A Story of Recovery:

Good Signs


I’ve been married for 14 years to the kindest, sweetest, funniest guy on the planet.  I was born under the Chinese astrological year of the ox … steadfast, loyal, steady, stubborn, obstinate  He’s a Rabbit… sensitive, intuitive, energetic.  I adore him.

But, before program, I spent a lot of time feeling critical of him.  “Somebody needs to whip him into shape.”  I thought.  Before program I would agonize inside my own head about how best to deliver the messages to him, to “fix him,” “improve him.”  I used to yell at him, “I turned myself into a pretzel for you and what have you ever done for me?” And then, I would eat, to still the inner demons in my head, to reward myself for “putting up” with him, to do something for myself.

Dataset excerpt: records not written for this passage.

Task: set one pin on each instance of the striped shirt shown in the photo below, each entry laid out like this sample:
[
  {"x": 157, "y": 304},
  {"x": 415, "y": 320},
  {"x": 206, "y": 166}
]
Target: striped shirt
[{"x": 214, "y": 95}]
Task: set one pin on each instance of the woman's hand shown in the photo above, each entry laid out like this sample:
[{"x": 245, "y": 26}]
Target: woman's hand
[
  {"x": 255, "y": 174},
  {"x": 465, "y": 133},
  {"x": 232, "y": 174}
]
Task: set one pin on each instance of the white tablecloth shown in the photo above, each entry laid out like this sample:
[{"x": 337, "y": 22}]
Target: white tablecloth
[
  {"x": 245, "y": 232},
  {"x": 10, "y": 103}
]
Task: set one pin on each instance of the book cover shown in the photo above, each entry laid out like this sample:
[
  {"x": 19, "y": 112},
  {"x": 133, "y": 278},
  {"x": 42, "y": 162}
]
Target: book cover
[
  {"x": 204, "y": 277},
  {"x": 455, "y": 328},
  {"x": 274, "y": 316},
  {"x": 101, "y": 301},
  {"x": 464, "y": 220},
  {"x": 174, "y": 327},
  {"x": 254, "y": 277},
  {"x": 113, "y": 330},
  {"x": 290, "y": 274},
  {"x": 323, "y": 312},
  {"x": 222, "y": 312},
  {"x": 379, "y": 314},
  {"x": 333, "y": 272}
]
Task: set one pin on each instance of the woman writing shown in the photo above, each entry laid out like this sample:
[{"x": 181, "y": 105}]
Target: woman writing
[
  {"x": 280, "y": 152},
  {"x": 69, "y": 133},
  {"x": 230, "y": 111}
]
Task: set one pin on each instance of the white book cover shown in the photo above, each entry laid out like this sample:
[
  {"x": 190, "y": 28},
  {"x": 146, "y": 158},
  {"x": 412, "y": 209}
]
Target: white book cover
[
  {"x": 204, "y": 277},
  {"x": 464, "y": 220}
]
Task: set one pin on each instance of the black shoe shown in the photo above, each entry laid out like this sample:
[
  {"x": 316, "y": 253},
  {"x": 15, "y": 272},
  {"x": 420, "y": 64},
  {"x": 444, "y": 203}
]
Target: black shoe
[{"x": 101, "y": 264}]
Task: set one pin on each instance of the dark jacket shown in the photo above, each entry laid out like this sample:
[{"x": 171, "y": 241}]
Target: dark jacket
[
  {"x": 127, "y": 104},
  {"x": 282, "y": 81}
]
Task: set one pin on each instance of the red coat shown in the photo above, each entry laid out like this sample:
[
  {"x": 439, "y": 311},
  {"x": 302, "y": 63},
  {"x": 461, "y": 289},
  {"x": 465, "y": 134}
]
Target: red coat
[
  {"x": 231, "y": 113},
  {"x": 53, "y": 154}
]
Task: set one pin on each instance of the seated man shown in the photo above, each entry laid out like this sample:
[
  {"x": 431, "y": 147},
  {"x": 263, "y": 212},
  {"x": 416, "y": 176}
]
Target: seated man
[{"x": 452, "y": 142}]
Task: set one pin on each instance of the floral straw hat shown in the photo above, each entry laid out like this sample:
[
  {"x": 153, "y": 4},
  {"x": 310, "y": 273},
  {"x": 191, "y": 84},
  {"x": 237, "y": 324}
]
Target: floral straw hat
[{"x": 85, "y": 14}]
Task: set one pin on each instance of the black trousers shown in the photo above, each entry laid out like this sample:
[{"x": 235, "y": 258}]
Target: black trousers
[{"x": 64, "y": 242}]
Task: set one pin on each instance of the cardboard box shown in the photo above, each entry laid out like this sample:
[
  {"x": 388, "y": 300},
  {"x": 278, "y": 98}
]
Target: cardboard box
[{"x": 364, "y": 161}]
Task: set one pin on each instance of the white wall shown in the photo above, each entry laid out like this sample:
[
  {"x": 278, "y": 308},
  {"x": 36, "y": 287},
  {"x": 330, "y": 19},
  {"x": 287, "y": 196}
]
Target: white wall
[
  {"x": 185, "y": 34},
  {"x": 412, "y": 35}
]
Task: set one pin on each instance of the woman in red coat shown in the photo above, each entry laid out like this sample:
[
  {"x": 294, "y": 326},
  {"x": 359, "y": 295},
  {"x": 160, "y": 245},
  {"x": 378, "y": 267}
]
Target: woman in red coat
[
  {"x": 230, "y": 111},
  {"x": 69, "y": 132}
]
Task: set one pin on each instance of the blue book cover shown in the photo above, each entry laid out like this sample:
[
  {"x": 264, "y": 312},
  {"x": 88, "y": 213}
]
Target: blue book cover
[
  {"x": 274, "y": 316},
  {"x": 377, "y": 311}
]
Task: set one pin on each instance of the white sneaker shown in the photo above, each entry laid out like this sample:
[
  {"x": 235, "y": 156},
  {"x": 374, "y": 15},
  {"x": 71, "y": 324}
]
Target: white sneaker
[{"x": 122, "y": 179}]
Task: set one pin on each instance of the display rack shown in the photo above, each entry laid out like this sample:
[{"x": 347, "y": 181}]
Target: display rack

The food stopped working.  I isolated.

In program, my sponsor guided me to WAIT:  to ask myself “Why am I talking?”

I tried talking my husband out of his feelings.  If he came home sad, I’d try to cheer him up.  Now, I listen, really listen, with an open heart and mind.

And my husband has tears of sweet understanding in his eyes when I really listen and he thanks me:  “Thank you for letting me be myself.”

I am abstinent, eating my weighed and measured meals.  And I pray every day for another abstinent day, abstinent from thinking I can or should control my husband.  Abstinent from thinking that I am or could be my husband’s higher power.